A new ‘anti-troll' law in Australia will hold social media platforms liable for hurtful comments on their websites.
The law will define the social media companies such as Facebook and Instagram as the publisher of the comments which will allow them to be targeted for defamation claims.
If a claim goes to court, the platform will be required to ‘unmask’ a troll - providing an email address, phone number or relevant personal detail. But critics question whether the changes will help curb rates of online bullying.
Jennifer Beckett, lecturer in media and communications at the University of Melbourne, tells Kathryn Ryan it’s another step towards trying to define social media companies as publishers in order to force accountability for what ends up on the platform.

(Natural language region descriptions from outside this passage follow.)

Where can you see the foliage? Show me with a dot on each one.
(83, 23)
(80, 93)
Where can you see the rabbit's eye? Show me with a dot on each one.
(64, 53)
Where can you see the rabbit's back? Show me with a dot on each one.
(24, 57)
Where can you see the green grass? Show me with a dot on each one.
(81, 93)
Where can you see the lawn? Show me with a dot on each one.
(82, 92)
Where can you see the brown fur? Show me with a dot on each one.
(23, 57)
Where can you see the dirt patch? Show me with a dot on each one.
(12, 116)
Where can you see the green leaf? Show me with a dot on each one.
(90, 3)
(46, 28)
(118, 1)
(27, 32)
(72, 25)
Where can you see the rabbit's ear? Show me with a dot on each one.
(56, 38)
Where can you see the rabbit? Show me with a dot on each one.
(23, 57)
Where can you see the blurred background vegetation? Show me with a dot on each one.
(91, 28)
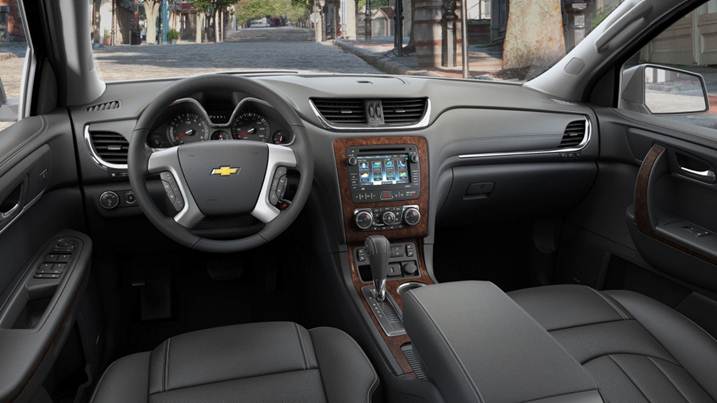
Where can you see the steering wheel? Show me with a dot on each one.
(220, 178)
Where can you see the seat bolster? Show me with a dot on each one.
(125, 380)
(346, 372)
(695, 350)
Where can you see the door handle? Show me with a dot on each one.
(4, 215)
(707, 174)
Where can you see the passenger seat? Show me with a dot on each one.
(258, 362)
(637, 349)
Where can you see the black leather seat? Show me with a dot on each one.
(262, 362)
(637, 349)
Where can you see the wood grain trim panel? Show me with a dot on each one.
(348, 206)
(642, 189)
(643, 209)
(394, 343)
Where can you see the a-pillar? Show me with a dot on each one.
(348, 18)
(428, 32)
(200, 27)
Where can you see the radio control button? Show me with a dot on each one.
(389, 218)
(411, 216)
(363, 219)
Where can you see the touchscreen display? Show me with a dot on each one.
(383, 169)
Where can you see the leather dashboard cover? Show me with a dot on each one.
(478, 345)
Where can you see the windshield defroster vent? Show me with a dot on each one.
(110, 148)
(403, 111)
(342, 111)
(574, 134)
(353, 113)
(104, 106)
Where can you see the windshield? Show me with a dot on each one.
(512, 40)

“It also enables us to look at a lot of other stuff that’s going on on those platforms as well. It’s part of a broader push to see those tech platforms taking a lot more responsibility, but it’s also a first step in looking at how they might be broken up.
“Once we start to define them as publishers, they’re going to have to think about how they operate and it’s putting a crack in their armour as it were. It’s going to enable people to start thinking more effectively about how that might work.”
She says there’s a distinction between trolling and defamation, while trolling can contain some defamation, most acts of trolling are a separate thing.
“I think there’s an issue with the way we use the word ‘trolling’, particularly in the media it’s become catch-all for everything from rick rolling all the way to very serious cases of harassment and online stalking and defamation is kind of in that mix. It’s a problem we need to address in the way we talk about these kinds of behaviours.”
Suing Facebook or Twitter is a daunting thought for any regular person, but the Australian federal government has said it would bankroll the case if one was taken as they look for a test case in court. The catch is that the victim and perpetrator would both need to be Australian citizens.
And anyone committed enough to trolling could easily hide behind a VPN so that it appears to Facebook that it’s not an Australian account.
“We already have a lot of legislation in place that can do a lot of this work, I do not understand why you would want to put this legislation in place except for the fact that it is going to force social media companies to collect an awful lot more data on the identity of Australians with social media accounts.
“That was something the government wanted to do earlier on this year and it was met with so much criticism that they walked back on it. My concern here is that this is really an attempt by stealth to those social media ID laws requiring social media companies to gather that information on anyone and then say, it wasn’t us, it was the social media companies.”
One of the recommendations in the scrapped law is that Australians provide ID to open social media accounts, which would be retroactive for people already on social media. Under the new legislation the processes will be in the hands of social media companies to enforce.
“Effectively you’re handing over your driver’s license and a bunch of other IDs to social media companies to hold so they know exactly who you are. That’s problematic on levels of privacy, it’s problematic on levels of data protection. If they get hacked, what are they going to do with all that data? That’s a real concern. Aside from that, ending online anonymity is not going to end trolling.”